AAA and JAMS rules allow the parties to ask permission to file summary-judgment motions, and that right can only be abandoned by consent.  In the Case Management Conference arbitrators can inform the parties of the opportunity to hold down their transaction costs and limit their discovery if both sides stipulate not to take advantage of these arbitral summary-judgment rules.

This cost-saving opportunity is outside the frame of reference for many attorneys who have grown up as litigators after the Supreme Court turbo-charged Rule 56 in its summary-judgment trilogy,[10] but the need to hold down client costs should lead them to re-think the assumption that arbitration should mirror the faults of modern Federal-court litigation.

Clients who want to save costs may also want to think of insisting that older attorneys, who learned to try cases before 1986, be brought onto their legal teams.  This would be a counter-balance to age discrimination and serve many additional social purposes that need not be elaborated here.


Richard T. Seymour is an arbitrator, mediator, negotiator and litigator, at the Law Office of Richard T. Seymour, P.L.L.C., in Washington., D.C.   This is his ADR website (; his litigation website is


[1] In many of my commercial cases, the parties have equal access to the facts and there is no discovery.  The need for discovery is greatest where access to the facts is asymmetrical.  This article applies only when there is discovery.

[2] My sense of what arbitrators do is personal, gleaned from the continuing training we obtain from the American Arbitration Association, the American Bar Association Section of Dispute Resolution, conversations with fellow arbitrators, discussions on ADR list-serves, articles and treatises.  The practices of individual arbitrators may differ greatly from mine, so advocates should consider this in selecting arbitrators for their cases.

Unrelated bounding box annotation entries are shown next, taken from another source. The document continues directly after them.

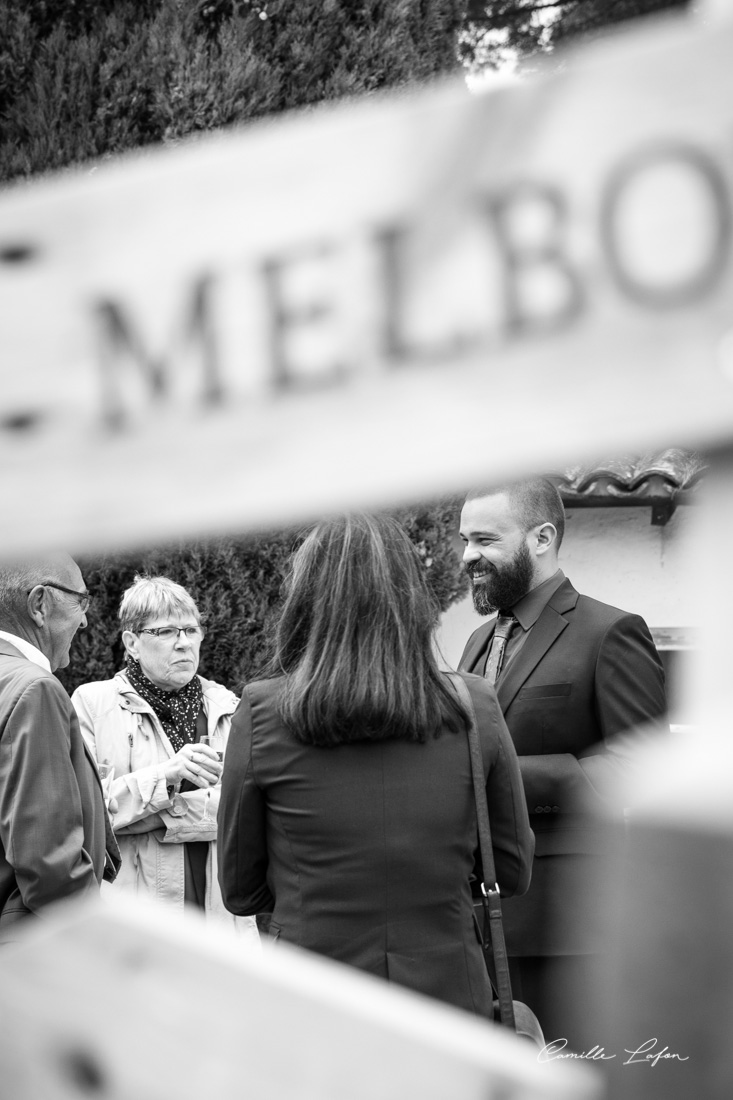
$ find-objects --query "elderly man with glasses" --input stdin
[72,576,258,942]
[0,554,119,943]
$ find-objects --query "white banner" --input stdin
[0,8,733,548]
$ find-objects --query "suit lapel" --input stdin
[496,580,578,714]
[458,618,496,677]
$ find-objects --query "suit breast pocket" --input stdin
[506,683,572,756]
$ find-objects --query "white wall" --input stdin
[437,506,700,668]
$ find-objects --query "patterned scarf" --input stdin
[125,653,204,752]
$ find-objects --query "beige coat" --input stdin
[72,672,258,938]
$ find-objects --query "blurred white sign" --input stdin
[0,8,733,547]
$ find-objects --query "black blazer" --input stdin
[218,677,534,1014]
[459,579,666,955]
[0,639,114,943]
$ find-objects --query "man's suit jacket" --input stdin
[0,639,116,943]
[459,579,666,955]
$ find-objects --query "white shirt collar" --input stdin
[0,630,52,672]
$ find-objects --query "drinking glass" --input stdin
[97,760,114,809]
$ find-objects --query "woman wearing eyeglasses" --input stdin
[72,576,256,936]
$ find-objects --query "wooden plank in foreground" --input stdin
[0,902,600,1100]
[0,10,733,549]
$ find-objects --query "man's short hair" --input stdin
[466,477,565,550]
[0,556,70,622]
[119,574,201,634]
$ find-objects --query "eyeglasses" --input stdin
[135,626,204,641]
[28,581,91,614]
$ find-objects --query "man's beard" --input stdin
[466,542,534,615]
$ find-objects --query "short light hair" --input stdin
[119,574,201,634]
[466,477,565,550]
[0,554,76,623]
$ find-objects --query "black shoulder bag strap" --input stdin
[448,672,516,1031]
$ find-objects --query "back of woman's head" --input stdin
[270,515,464,745]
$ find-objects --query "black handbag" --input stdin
[449,672,545,1049]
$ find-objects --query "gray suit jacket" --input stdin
[0,639,118,943]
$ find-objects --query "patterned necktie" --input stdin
[484,613,516,684]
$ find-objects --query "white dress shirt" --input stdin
[0,630,52,672]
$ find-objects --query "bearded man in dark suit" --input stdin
[459,477,666,1051]
[0,554,119,943]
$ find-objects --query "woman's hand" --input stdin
[164,745,222,788]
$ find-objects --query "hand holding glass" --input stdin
[198,734,223,763]
[97,760,117,813]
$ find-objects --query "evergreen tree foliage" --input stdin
[460,0,691,70]
[0,0,463,182]
[0,0,466,690]
[59,499,468,691]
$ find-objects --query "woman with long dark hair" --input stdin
[219,516,534,1015]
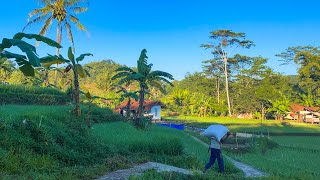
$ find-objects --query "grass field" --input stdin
[0,105,243,179]
[164,116,320,134]
[93,122,243,179]
[166,117,320,179]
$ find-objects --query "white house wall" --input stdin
[150,106,161,119]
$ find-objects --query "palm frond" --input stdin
[150,81,166,93]
[149,71,174,80]
[28,6,52,19]
[119,76,134,84]
[65,21,75,53]
[70,15,88,33]
[150,76,174,87]
[137,49,148,74]
[111,72,131,80]
[22,14,47,32]
[70,7,89,14]
[67,0,89,7]
[38,0,52,4]
[116,66,135,73]
[39,16,53,36]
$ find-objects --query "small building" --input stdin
[115,100,163,120]
[286,104,320,124]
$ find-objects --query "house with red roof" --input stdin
[285,104,320,124]
[115,100,164,120]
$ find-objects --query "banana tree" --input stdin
[41,47,93,116]
[0,33,62,76]
[112,49,173,126]
[116,85,139,119]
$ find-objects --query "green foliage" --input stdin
[0,85,70,105]
[23,0,88,50]
[0,105,119,179]
[112,49,173,127]
[0,33,61,76]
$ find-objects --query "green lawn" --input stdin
[93,122,243,179]
[164,116,320,133]
[166,116,320,179]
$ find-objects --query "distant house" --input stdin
[116,100,163,120]
[285,104,320,124]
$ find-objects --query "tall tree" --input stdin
[23,0,88,85]
[0,33,61,76]
[41,47,93,116]
[277,46,320,105]
[117,85,138,119]
[201,30,254,116]
[112,49,173,126]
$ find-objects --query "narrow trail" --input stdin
[190,135,268,178]
[97,129,268,180]
[98,162,200,180]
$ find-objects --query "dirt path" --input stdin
[98,162,200,180]
[98,131,268,180]
[190,135,268,177]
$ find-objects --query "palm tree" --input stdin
[23,0,88,85]
[112,49,173,125]
[0,58,14,78]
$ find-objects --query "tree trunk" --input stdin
[87,100,92,128]
[138,87,144,118]
[126,98,131,119]
[217,77,220,105]
[53,22,62,86]
[223,57,231,117]
[44,69,49,87]
[73,67,81,117]
[135,85,145,127]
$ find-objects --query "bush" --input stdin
[0,105,120,179]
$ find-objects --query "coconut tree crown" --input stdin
[23,0,88,47]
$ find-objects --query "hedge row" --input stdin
[0,84,65,95]
[0,93,70,105]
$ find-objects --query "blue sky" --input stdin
[0,0,320,80]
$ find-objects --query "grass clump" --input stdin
[0,105,119,179]
[0,85,71,105]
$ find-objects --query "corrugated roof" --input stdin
[116,100,163,112]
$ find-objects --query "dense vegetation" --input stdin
[0,85,71,105]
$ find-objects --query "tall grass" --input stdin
[93,122,242,177]
[0,85,70,105]
[165,116,320,134]
[0,105,119,179]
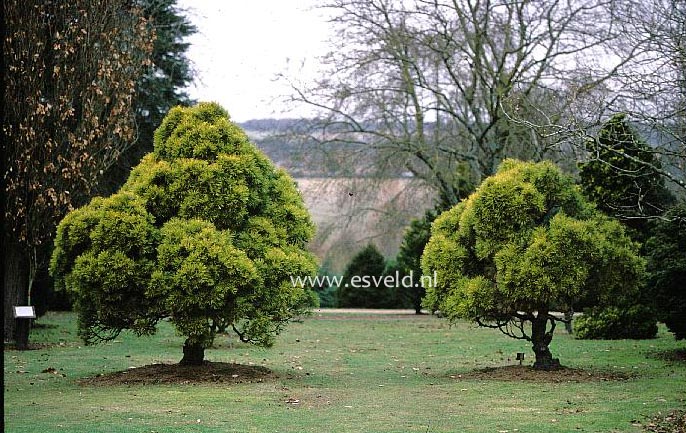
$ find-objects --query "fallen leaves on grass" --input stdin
[79,362,276,386]
[450,365,634,383]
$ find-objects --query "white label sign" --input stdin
[14,305,36,319]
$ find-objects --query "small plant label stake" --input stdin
[14,305,36,350]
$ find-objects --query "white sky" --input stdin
[177,0,329,122]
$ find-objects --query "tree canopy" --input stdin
[0,0,154,340]
[51,103,317,364]
[422,160,644,368]
[645,203,686,339]
[579,113,673,241]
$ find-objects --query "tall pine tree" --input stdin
[99,0,197,196]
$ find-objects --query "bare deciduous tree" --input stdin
[286,0,642,203]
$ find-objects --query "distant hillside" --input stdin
[239,119,433,273]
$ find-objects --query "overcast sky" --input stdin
[177,0,329,122]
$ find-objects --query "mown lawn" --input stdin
[4,313,686,433]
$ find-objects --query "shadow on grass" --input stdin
[79,361,277,386]
[450,365,636,383]
[648,348,686,364]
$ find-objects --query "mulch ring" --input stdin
[450,365,635,383]
[79,361,276,386]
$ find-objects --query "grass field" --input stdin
[4,313,686,433]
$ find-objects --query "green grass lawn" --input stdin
[4,313,686,433]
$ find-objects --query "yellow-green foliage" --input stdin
[422,160,644,323]
[51,103,317,347]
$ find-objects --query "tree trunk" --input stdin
[180,339,205,365]
[565,307,574,334]
[531,311,560,370]
[2,236,29,347]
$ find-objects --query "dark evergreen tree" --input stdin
[577,114,674,339]
[338,244,392,308]
[579,114,674,242]
[397,210,436,314]
[645,203,686,340]
[99,0,197,196]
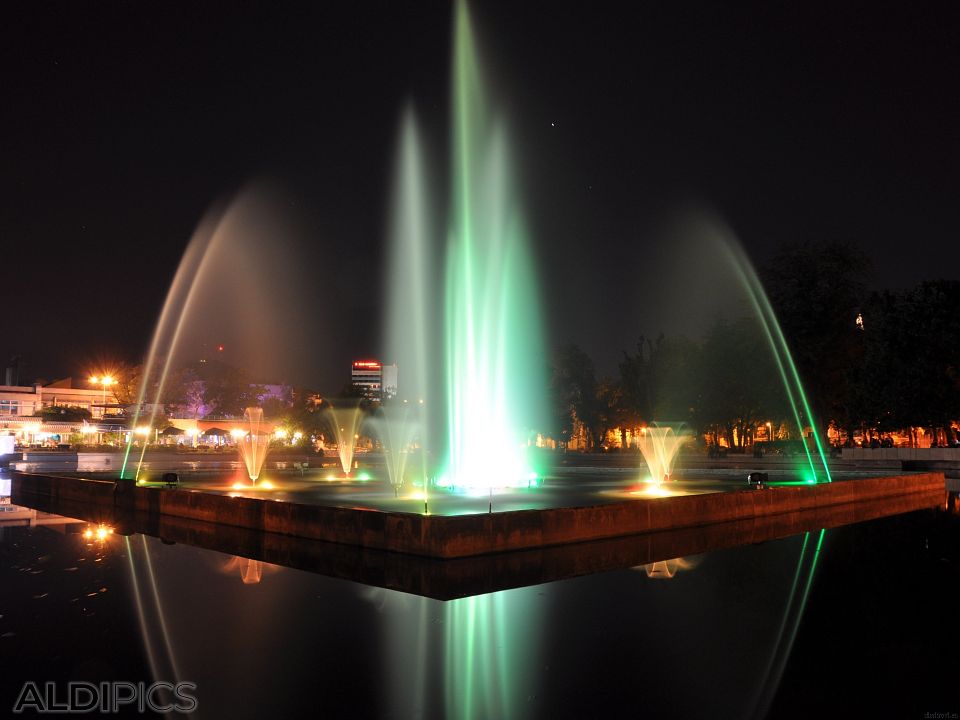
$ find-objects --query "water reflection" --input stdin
[633,558,698,580]
[0,490,957,718]
[223,555,279,585]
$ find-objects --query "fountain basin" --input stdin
[12,472,946,559]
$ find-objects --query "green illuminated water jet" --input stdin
[387,2,546,490]
[444,2,545,488]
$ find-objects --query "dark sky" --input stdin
[0,0,960,389]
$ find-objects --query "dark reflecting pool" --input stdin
[0,492,960,718]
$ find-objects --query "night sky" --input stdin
[0,0,960,390]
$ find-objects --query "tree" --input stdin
[551,345,600,449]
[763,242,868,437]
[197,360,265,417]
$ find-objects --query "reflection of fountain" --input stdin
[327,406,362,475]
[224,555,263,585]
[634,558,697,580]
[388,2,545,496]
[237,407,270,482]
[640,423,690,485]
[370,407,420,495]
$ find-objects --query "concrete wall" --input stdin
[13,472,945,559]
[841,448,960,465]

[3] E.g., Blake v. Batmasian, 2016 WL 4618931 (S.D. Fla. Sept. 2, 2016) (No. 15-CV-81222), aff’d in part and rev’d in part, 2017 WL 657767, at *3 (S.D. Fla. Feb. 15, 2017),  a one-count FLSA overtime case in which plaintiff attempted to enquire into defendants’ alleged fraud, their allegedly handing out “happy ending” massage vouchers and viewing of pornography, etc.

[4] It is useful to discuss Rule 502(d) and –(e), Fed.R.Evid., in the Case Management Hearing.  This allows a party to decide to forego pre-production review of materials for privilege, potentially saving substantial expense, and assert the privilege and the right to claw back the materials, only when the receiving party seeks to make use of the privileged material.

[5] In my experience, this does not in the least stop advocates from asking for sanctions that would, if granted, lead to vacatur.  In selecting arbitrators, advocates should look for persons that will deny their motions seeking relief that would give their clients momentary pleasure but “morning after” remorse.

[6]  The United States District Courts — National Judicial Caseload Profile for the twelve months preceding June 30, 2017 shows that nationwide, for each active judgeship there were 633 pending civil and criminal cases, there were 401 new civil cases filed and 101 new criminal cases filed, 582 matters terminated, but only 17 civil and criminal cases terminated by trial.  The data tables for the country and by judicial district can be downloaded from, last visited October 7, 2017.

[7] Most but not all summary-judgment motions in court are filed on behalf of defendants.  In employment cases in particular, employers usually have access to far more information than plaintiffs.

[8] In sexual and racial harassment cases, employees may have access to more information than employers, particularly if they rely on the experiences of other employees.

[9] Motions to dismiss or for summary judgment based on other defenses, such as expiration of the period of limitations, failure to exhaust administrative remedies, etc., are by contrast welcomed because they are a cost-effective way to bring to an end cases that have no hope of success.

[10] Celotex Corp. v. Catrett, 477 U.S. 317 (1986); Anderson v. Liberty Lobby, Inc., 477 U.S. 242 (1986); and Matsushita Elec. Indus. Co. v. Zenith Radio Corp., 475 U.S. 574 (1986).